Time to do this in humans who have a few months to live. Maybe Chinese researchers will do it without waiting a long time to do more animal tests.
Any large society will ration "magic bullets" because not everyone will be deemed worth saving. In the worst case, for instance, would you treat a man who is in prison on a life sentence without the possibility of parole? The market will likely provide the filter, and this makes "magic bullets" into gold mines for providers.
I wonder about the fate of these T-cell receptor equipped lymphocytes after the cancer cells are gone.
And patients still face the problem of tissues that have been converted from, say, functional lung to a lump of scar tissue. The technique may be most useful when combined with effective very early detection
Oh brave new world!
If the technique can eliminate all metastases, no matter how small, it's a cure. The lack of toxicity of programmed T cells is another huge benefit; both radiation and chemotherapy can cause cancers in the future.

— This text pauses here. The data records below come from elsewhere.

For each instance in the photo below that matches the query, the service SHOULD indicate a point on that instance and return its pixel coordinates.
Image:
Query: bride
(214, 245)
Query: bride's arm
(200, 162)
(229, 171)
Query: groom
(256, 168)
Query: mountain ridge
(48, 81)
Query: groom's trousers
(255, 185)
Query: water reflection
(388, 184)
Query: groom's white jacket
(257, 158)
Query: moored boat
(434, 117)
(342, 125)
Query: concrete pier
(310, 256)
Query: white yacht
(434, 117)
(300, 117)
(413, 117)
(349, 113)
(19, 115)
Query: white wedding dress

Tusky: Wouldn't it be so nice if we could just find some easy way to get rid of all the undesirables? It wasn't even necessary to mention the death row inmate or even rationing to get your point across. You just revel in thinking of easy ways society could get rid of these people.
Yet, even if I ignore your real reasons for making that argument, you're taking for granted that it's not going to be scalable, and that the treatment is going to be utterly expensive. From this, and my admittedly limited understanding of how replication for these things works, it sounds like only a matter of time before it's a routine procedure... It doesn't take, as far as I know, any rare materials or unobtainable chemicals, it's just stuff that comes from the human body. All we need is someone to design a process to create the raw materials for this therapy... Cheap.
I see a future where cancer is about as serious as pneumonia. (resisting the urge to say something utterly negative regarding the inevitable population explosion our medical technology has caused and will continue)
Forestalling cancer isn't going to prevent emphysema, Alzheimer's, stroke, osteoporosis, mitochondrial degeneration or a host of other things. Diseases are one thing, but until you can prevent stuff from wearing out, 100-120 still seems to be the limit.
On the other hand, a quick cure for cancer means that you can take much bigger risks with stem cells.
Exactly. Cures for cancer are needed in order to be able to turn up cell replication for repair. Once we can turn up cell replication and repair mechanisms the incidence of stroke, osteoporosis, arthritis, and many other degenerative diseases will plummet.
Sorry you don't like to face up to the idea of greed and dystopic forces in the world. I remind you that drugs are cheap....to make. Consider a typical 50 milligram dose of compound X. That gives you about 9000 doses in a pound of the active. So a well-equipped chemist in a kilo-scale lab can turn out perhaps a hundred thousand doses a day. I'm telling you, drugs are cheap! So why are they expensive?
If you've ever worked in an occupation requiring quality control and certification, you wouldn't have to ask.
Despite this, aspirin is extremely cheap for what you get. So are many other off-patent drugs.